Desde lo cuantitativo, se analizaron indicadores (frecuencia de errores, tiempos de entrega, devoluciones), utilizando medidas como promedios y porcentajes para identificar tendencias y patrones. La estadística descriptiva permitió dimensionar la magnitud del problema y priorizar áreas críticas.
En lo cualitativo, se realizaron entrevistas y observación de procesos. La información fue organizada mediante una categorización rigurosa, asegurando pertinencia, exclusividad, claridad y saturación de códigos, lo que permitió identificar causas como fallas en capacitación y comunicación. El uso de herramientas tecnológicas facilitó el análisis, agrupación de datos y detección de patrones recurrentes.

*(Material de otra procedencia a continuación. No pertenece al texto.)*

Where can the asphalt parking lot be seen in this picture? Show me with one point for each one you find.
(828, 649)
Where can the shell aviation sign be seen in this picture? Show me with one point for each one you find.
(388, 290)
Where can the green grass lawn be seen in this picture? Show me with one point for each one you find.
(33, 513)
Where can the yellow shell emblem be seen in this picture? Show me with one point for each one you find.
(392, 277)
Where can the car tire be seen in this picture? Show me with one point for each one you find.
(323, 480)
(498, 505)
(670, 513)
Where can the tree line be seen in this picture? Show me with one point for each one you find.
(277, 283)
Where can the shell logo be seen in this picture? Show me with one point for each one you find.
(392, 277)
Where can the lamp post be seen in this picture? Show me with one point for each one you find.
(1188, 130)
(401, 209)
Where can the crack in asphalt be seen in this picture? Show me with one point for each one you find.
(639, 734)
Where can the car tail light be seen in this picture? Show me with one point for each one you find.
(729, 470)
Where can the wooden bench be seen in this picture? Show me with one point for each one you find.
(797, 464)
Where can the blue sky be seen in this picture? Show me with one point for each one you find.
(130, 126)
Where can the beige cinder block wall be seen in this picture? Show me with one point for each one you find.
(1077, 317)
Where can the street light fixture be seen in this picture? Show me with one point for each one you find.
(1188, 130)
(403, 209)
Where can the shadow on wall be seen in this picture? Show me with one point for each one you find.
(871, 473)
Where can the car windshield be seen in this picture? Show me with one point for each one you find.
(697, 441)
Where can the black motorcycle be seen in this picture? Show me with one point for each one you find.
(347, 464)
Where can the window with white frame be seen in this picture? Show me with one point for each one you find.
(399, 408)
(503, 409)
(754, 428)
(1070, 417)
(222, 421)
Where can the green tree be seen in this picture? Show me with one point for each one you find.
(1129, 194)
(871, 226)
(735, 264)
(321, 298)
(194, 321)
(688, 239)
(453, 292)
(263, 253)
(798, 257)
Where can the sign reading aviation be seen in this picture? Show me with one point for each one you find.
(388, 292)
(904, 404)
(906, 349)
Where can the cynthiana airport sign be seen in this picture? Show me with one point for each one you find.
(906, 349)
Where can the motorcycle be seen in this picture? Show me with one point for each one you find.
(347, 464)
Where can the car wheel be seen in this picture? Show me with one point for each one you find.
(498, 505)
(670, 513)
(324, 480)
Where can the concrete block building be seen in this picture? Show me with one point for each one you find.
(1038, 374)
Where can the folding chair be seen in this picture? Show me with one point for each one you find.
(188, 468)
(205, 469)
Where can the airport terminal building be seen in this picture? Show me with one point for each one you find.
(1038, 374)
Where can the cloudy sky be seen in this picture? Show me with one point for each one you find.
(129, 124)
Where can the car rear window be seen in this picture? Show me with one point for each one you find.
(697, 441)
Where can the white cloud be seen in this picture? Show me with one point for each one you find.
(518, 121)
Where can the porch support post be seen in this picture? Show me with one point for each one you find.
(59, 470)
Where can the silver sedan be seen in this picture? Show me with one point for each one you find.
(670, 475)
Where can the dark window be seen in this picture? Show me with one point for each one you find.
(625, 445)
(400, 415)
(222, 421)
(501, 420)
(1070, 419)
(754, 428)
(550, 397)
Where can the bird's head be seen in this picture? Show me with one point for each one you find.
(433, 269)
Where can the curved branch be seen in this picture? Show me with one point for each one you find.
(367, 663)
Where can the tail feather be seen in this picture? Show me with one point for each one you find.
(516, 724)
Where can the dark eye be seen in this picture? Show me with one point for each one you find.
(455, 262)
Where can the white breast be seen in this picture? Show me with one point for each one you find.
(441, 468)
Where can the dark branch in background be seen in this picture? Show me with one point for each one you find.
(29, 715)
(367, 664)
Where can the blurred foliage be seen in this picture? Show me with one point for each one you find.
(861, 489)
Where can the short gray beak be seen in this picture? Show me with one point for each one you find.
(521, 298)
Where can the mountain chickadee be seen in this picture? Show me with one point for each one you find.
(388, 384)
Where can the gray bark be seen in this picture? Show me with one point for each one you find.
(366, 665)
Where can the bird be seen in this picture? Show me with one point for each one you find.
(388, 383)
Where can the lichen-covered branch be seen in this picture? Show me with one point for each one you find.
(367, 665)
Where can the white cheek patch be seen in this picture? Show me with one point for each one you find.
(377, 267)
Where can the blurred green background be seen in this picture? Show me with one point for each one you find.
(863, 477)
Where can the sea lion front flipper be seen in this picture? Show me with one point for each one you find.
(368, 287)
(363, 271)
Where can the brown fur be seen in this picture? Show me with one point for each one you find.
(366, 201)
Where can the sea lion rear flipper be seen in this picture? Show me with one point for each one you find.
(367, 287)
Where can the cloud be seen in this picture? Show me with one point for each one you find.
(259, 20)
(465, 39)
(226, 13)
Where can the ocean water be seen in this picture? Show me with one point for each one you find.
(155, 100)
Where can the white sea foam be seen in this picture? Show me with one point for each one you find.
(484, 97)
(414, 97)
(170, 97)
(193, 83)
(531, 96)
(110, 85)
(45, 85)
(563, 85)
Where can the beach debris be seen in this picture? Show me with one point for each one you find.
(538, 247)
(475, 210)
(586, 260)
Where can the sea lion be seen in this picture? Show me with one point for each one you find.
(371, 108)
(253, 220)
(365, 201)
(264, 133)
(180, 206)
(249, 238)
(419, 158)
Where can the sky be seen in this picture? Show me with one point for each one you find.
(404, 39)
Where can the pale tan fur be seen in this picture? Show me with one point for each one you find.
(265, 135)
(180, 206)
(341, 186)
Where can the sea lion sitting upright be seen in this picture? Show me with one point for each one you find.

El enfoque mixto no solo suma datos cuantitativos y cualitativos, sino que los integra para explicar el fenómeno de manera complementaria, fortaleciendo la validez del diagnóstico.
Como resultado, se concluyó que la problemática deriva de debilidades en procesos y gestión del personal, permitiendo diseñar acciones correctivas más precisas. La principal limitación fue el mayor tiempo requerido para integrar ambos tipos de análisis.